🤖 AI Summary
Current text-to-image models lack reliable, quantifiable evaluation methods for cross-cultural fairness, hindering rigorous assessment of cultural bias in diverse sociocultural contexts. To address this, we propose the first fully automated, quantifiable evaluation framework that innovatively integrates knowledge graph–enhanced entity grounding, a multicultural independent scoring paradigm, and fine-grained cultural label–based discrimination. We further introduce LLM-assisted construction of culturally sensitive benchmarks and Likert-scale alignment modeling to ensure semantic and perceptual fidelity. Unlike conventional metrics, our framework supports dual-scenario evaluation—covering both rare cultural concepts and general visual categories. On a manually curated dataset, our method achieves an F1 score 28 percentage points higher than baseline approaches. Moreover, on synthetic image and real-image benchmark sets, it attains Pearson correlation coefficients of 0.56 and 0.66 with human judgments, respectively—demonstrating strong alignment with expert cultural assessments.
📝 Abstract
As text-to-image models become increasingly prevalent, ensuring their equitable performance across diverse cultural contexts is critical. Efforts to mitigate cross-cultural biases have been hampered by trade-offs, including a loss in performance, factual inaccuracies, or offensive outputs. Despite widespread recognition of these challenges, an inability to reliably measure these biases has stalled progress. To address this gap, we introduce CAIRe, a novel evaluation metric that assesses the degree of cultural relevance of an image, given a user-defined set of labels.
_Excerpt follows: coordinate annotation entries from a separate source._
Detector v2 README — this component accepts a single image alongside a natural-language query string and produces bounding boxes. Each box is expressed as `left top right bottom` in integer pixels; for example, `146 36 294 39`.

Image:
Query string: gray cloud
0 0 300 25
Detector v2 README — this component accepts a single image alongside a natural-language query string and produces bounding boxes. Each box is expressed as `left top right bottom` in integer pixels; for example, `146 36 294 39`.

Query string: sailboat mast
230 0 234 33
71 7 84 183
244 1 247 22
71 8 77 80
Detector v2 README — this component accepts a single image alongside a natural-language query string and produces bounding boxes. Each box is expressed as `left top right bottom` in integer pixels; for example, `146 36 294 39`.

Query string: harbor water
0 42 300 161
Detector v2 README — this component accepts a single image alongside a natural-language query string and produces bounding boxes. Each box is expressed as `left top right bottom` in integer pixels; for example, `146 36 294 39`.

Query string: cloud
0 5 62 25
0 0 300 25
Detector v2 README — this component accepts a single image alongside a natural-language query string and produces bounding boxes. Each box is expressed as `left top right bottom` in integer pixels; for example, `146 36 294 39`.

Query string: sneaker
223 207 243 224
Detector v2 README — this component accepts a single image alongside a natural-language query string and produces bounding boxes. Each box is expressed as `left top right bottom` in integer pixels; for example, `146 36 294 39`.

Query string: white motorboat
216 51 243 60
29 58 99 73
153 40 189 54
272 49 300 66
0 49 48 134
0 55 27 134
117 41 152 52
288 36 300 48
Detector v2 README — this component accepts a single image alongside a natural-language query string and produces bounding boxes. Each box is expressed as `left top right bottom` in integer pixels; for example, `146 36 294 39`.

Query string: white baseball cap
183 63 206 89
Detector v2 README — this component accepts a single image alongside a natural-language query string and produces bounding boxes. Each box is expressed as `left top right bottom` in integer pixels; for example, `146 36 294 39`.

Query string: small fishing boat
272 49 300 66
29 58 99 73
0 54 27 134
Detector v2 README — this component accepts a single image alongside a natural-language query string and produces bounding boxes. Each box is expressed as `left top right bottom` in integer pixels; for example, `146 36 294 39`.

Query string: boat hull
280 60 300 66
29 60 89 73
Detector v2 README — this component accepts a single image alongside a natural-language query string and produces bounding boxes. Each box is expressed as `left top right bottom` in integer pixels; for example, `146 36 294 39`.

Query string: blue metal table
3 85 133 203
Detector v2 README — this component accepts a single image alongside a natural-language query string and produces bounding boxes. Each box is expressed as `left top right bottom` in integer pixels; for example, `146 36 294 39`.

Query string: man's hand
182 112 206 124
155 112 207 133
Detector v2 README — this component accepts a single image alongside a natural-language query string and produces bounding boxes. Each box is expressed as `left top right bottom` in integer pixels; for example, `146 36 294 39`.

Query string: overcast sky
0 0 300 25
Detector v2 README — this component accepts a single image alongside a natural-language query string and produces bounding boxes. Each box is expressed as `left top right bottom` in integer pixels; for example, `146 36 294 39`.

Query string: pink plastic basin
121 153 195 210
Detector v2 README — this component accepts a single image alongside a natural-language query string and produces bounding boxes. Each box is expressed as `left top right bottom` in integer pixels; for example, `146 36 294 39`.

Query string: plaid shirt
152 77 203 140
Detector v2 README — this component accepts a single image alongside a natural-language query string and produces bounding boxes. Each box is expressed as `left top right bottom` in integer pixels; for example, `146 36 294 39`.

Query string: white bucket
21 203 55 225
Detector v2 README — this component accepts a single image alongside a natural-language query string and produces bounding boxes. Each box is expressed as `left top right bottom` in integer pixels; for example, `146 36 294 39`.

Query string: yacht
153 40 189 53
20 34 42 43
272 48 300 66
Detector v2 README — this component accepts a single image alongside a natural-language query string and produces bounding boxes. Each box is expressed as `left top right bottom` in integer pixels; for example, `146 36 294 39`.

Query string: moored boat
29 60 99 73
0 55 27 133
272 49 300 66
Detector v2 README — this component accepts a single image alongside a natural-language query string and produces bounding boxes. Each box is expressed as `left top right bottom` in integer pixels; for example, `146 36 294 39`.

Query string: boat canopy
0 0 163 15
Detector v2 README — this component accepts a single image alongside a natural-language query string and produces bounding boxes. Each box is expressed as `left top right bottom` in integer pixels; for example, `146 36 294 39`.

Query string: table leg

Our framework grounds entities and concepts in the image to a knowledge base and uses factual information to give independent graded judgments for each culture label. On a manually curated dataset of culturally salient but rare items built using language models, CAIRe surpasses all baselines by 28% F1 points. Additionally, we construct two datasets for culturally universal concept, one comprising of T2I-generated outputs and another retrieved from naturally occurring data. CAIRe achieves Pearson's correlations of 0.56 and 0.66 with human ratings on these sets, based on a 5-point Likert scale of cultural relevance. This demonstrates its strong alignment with human judgment across diverse image sources.